海に釣り、または地引網にいって不思議な魚をみつける。なんとなく気味が悪いけれど、妙に気になって家で飼うことに決め、バケツに入れて連れて帰る。その不思議な魚は何やら力をもっていて、身の回りで奇妙なことが起こり始める……。

このあたりまで話したとき、ふと、気が付いたんです。

「これって、完全に崖の上のポニョだね!」

いや、本当に、夫に話す前はなんとも思っていなかったんです。自分でおもいついたつもりでいました。けれど、このお話の流れは宮崎駿監督の名作「崖の上のポニョ」ですよね。

急におかしくなってきて、夫と二人で大笑いしてしまいました。思いついた! と思っても、実は潜在意識の中に埋もれていたからでてきたのかな? と。でも、夫は「海で不思議な魚をみつけて育てる話は、完全に崖の上のポニョだけど、何か不思議な生き物を育てる、っていうのは普遍的じゃない?」と言い出したんです。

かぐや姫にしても、桃太郎にしても。光る竹の中や桃の中といった不思議な場所から生まれた生物(人間?)を育てることで、お話が展開していきますよね。

だから、海で見つけるのは、おそらくアウトだけど、どこか突拍子もない場所で出会った生き物っていうのはあり得るんじゃない? とあれやこれやと話が進んでいきました。

夫と話をしていなくても、なんとなく思い浮かんだお話は「崖の上のポニョ」だと遅かれ早かれ気が付いたでしょう。

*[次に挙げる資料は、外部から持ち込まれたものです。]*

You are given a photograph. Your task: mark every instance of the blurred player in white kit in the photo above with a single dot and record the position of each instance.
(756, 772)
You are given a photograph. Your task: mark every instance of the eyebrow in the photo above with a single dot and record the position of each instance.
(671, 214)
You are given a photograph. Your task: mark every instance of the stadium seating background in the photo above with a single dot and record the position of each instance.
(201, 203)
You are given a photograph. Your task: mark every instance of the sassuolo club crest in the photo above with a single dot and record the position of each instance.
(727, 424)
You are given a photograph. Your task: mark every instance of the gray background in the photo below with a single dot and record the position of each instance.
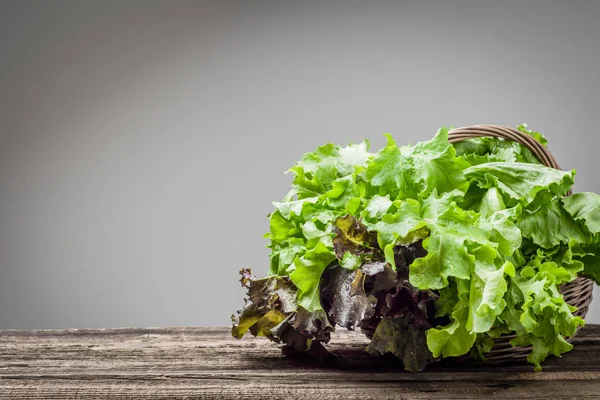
(141, 143)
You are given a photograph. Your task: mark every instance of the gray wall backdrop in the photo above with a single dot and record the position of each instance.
(141, 143)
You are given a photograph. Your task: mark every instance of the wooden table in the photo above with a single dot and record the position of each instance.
(202, 363)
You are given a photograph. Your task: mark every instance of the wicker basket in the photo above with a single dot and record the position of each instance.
(577, 293)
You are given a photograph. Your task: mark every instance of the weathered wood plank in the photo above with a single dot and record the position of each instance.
(203, 363)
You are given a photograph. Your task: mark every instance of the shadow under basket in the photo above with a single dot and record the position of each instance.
(577, 293)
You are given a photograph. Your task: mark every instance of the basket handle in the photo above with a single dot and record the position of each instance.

ですが、会話をしていくなかで「不思議な場所で出会った、得体のしれない生物がつくりだすお話」はある程度パターンとして存在しているし、かたちを変えてみればまた目新しくなるんじゃないのか? ということに気が付きました。

会話のキャッチボールから生まれる、新しい可能性はたくさんありました。もちろん、まだまだ種の段階ですし芽が出ないもののほうが多いと思います。

ですが、ひとりであれこれ考えてみるのも、もちろん大切です。でも思い切って、ぽーんと一旦投げてみると、思いがけない答えが戻ってきたりして、おもしろいかもしれませんね。